To increase the global interoperability of genomic epidemiology contextual information (genomics metadata, lab, clinical and epidemiology data) to support data sharing and integration for infectious disease surveillance outbreak investigations, as well as other public health activities. To achieve consensus and wide adoption, and to develop GenEpiO according to best practices, the consortium embraces collaborative development and open use/open source technology.
The aim of the International GenEpiO Consortium is to engage global expertise in order to further develop the Genomic Epidemiology Application Ontology (GenEpiO) in four key areas, Food, Antimicrobial Resistance, Disease Surveillance and Mobile Elements. Using online tools, domain experts in different disciplines can contribute and curate terms, participate in technical ontology development, and provide feedback regarding content and architecture.
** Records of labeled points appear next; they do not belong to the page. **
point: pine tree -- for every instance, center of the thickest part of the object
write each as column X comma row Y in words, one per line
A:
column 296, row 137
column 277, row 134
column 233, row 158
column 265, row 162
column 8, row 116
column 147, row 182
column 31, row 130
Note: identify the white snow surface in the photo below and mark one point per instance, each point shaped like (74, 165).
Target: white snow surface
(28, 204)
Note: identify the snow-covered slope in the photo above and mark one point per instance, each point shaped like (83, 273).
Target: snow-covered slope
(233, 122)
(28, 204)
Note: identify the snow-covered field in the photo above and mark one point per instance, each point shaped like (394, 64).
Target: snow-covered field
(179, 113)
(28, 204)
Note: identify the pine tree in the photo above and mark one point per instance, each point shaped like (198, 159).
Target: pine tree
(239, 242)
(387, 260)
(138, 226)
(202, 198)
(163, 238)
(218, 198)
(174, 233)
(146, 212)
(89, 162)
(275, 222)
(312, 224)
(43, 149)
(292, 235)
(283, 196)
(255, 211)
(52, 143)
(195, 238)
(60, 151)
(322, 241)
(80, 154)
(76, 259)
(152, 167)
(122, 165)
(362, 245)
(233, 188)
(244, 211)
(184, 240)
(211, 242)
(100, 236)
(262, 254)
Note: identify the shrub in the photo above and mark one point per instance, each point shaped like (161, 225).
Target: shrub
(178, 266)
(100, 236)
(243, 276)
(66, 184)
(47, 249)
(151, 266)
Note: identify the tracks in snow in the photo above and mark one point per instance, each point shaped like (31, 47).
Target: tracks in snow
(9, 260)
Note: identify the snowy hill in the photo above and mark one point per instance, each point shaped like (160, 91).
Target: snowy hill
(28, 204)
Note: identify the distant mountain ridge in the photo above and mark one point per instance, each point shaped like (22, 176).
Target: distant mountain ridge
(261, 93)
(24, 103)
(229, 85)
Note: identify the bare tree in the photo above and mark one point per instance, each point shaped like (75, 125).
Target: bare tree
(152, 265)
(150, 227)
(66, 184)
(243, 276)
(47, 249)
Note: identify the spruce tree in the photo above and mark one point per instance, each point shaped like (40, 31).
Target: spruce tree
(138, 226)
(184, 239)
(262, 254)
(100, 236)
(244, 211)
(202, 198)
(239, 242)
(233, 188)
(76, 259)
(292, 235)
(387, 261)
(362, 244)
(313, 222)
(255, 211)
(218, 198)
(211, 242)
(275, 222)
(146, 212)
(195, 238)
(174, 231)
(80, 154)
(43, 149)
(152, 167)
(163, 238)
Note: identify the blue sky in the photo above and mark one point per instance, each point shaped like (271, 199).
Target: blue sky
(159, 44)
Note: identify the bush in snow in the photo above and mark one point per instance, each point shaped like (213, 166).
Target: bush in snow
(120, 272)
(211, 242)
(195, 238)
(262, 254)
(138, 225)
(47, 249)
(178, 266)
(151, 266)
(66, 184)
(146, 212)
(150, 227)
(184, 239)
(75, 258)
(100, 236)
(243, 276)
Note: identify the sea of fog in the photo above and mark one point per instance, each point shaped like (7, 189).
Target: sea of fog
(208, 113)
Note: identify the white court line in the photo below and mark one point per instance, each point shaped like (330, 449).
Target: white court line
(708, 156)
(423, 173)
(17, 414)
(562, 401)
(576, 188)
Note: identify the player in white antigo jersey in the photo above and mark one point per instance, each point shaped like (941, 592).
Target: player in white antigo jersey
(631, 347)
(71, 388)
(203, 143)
Consensus between research, regulatory, industry and public health user groups will facilitate wide uptake and implementation of GenEpiO, enabling faster and more efficient data integration and data sharing across borders. The consortium anticipates that the standardization GenEpiO will offer in terms of describing the generation of genomic sequences and phylogenomic trees, specimen types and sample collection methods, pathogen exposures and laboratory reporting, will contribute to reproducibility of results necessary for validation and clinical accreditation of whole genome sequencing pipelines.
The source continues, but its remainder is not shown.